While applicants should take the new 90 Day rule into account, it should not discourage certain applicants from filing applications within the 90 days, or from withdrawing applications for fear of a finding of misrepresentation. In order to find an applicant inadmissible based on a violation of status, the government must have evidence that the applicant stated, either in response to a question at the interview or in writing, that the applicant made a statement that was inconsistent with the nonimmigrant benefit he or she applied for. If the government cannot present evidence of an admission by the applicant, one may argue that no misrepresentation was made.

Furthermore, the FAM requires that the consular officer “must give the alien the opportunity to rebut the presumption of willful misrepresentation by presentation of evidence to overcome it.” Thus, applicants are able to make their case and argue why the presumption of fraud should not apply. For example, a recreational hiker on a tourist B-2 visa may have taken a tumble while on the trail resulting in injuries that required treatment beyond the expiration of her I-94. She may apply for an adjustment of status (assuming she is eligible) and present evidence that support her original intention to return home. The hiker may argue that while her original plan was to return home after her vacation, her injuries and ongoing treatment make her return impractical. The key is to establish that her current conduct was the result of a change in circumstance, not a misrepresentation of her original intent. While proving intent is always difficult, it should not preclude an otherwise eligible application for immigration benefits in certain cases.
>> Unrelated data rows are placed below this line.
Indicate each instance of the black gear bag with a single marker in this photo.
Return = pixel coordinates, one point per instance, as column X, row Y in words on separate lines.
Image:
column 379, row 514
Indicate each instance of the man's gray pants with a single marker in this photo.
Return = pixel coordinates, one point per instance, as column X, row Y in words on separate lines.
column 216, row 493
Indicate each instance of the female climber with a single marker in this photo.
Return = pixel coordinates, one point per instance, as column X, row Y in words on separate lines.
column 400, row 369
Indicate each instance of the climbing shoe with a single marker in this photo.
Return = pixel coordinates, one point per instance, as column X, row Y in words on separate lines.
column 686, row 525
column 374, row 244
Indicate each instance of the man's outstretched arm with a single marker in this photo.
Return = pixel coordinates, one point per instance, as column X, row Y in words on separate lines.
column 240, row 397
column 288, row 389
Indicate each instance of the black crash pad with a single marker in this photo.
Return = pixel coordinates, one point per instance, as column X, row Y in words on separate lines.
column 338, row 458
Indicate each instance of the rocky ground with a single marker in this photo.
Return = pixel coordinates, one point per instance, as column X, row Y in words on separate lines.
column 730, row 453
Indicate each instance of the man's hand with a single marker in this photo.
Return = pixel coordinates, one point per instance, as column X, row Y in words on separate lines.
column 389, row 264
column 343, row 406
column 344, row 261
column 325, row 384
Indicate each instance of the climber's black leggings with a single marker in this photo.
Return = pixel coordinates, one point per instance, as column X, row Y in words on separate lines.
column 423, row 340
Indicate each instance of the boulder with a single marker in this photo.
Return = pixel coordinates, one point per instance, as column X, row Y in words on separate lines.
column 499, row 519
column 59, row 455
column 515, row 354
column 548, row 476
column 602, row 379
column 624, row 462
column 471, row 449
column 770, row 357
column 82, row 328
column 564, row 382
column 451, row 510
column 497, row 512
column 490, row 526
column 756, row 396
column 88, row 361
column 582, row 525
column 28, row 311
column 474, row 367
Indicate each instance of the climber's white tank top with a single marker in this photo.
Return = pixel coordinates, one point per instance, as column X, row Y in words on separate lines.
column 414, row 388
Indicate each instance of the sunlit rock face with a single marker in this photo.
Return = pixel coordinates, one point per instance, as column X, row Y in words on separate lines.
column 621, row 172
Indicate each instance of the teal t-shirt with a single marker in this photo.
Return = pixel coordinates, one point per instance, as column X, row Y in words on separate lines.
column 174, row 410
Applicants should also keep in mind that the inadmissibility bar found in INA § 212(a)(6) is triggered by a “willful misrepresentation of a material fact.” A misrepresentation is material when it tends to shut off a line of inquiry that is relevant to the alien’s admissibility and that would predictably have disclosed other facts relevant to the eligibility for a visa. Thus, not all misrepresentations are considered “material” for purposes of immigration law. As an example, if an applicant applied for a B visa and stated he owned a certain property in his home country (say, 123 main street) as proof of a residence abroad, but he really owned a different property and was in the process of buying 123 main street, this would not be a “material” misrepresentation, as the Applicant does have a residence in the foreign country. If the misrepresentation does not obscure a fact that would result in a visa denial or finding of inadmissibility, then it is likely not material.